On the drive home, NPR is a staple. Well, to be honest, it’s not the first station I tune in when I get inside the car.
I am a music lover at heart, and a talk radio lover at brain. In other words, first comes music, second comes talk.
In this way, if you think about it, it makes sense that I’m a sucker for NPR.
The station seamlessly mixes lots of good music into their programming, including but not limited to the awesome compositions of Four Tet.
So, I guess you could say that NPR kind of cheats by appealing to my feel-good side as well as my neverending search for truth.

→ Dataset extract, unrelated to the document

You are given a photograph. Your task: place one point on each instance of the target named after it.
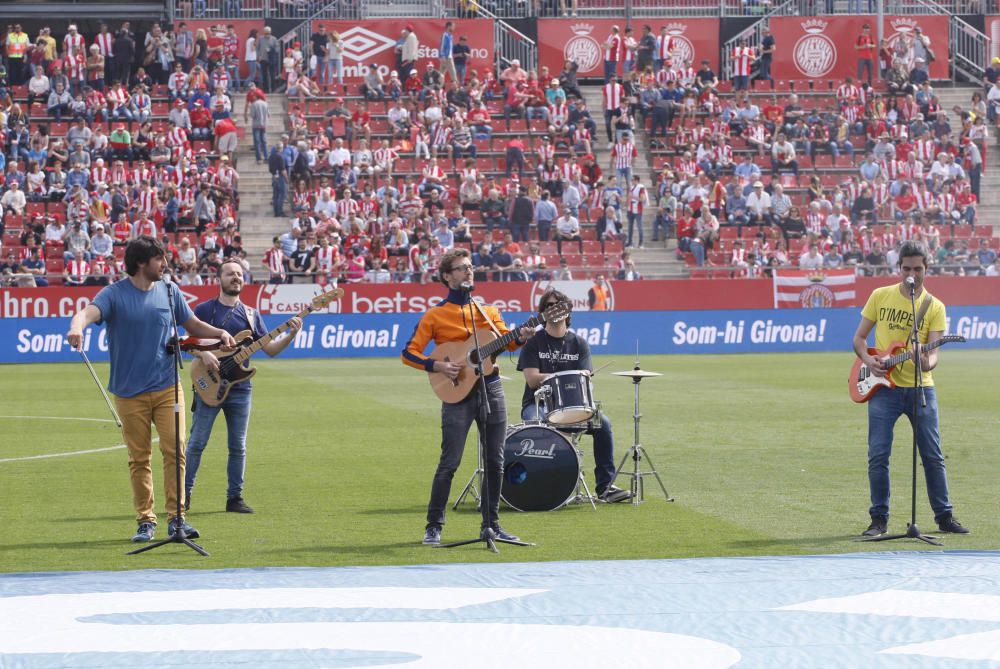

Yes, I still have a healthy appetite for information, especially when it comes to new ways of looking at old problems. Like today,
On Point was talking with Stewart Brand, who wrote a book about ecopragmatism. The author piqued my interest when he said something along the lines of how it’s not nature we should be worried about, but the end of civilization.
He mentioned the genocides happening in Darfur as a result of a dearth in resources, not conflicts over religion or ethnicity, but a general lack of what people need to live.
He also noted that already over half the world’s population lives in major cities, which makeup around 3% of the Earth in terms of surface area.
This trend of moving from rural areas to the city, said the author, is the best thing we have done for the environment.
He went on to say that people who live directly off the land – chopping wood, killing animals, fishing lakes – or farther away from cities but not directly off the land, use up more resources than city dwellers,
and it’s in everyone’s best interest to protect our natural resources if we want to keep Darfur from happening on a larger scale. Of course, the Darfur genocides shouldn’t be happening on any scale, but that’s for more than just a post.
Getting back to Brand’s idea of ecopragmatism.
Apparently, cities get more out of resources than those individuals/societies who live closer to the Earth.
And all this time I looked at the city as a cesspool of negative externalities, whereas the Great Outdoors is environmentally friendly and green.
Cities are dens of dirty water, dirty air, noise, crime, car accidents, germs. Dens of wasted food and junk in general. But I guess, according to Stewart Brand, cities are indeed man’s greatest achievement.
What do you think of Brand, if anything at all?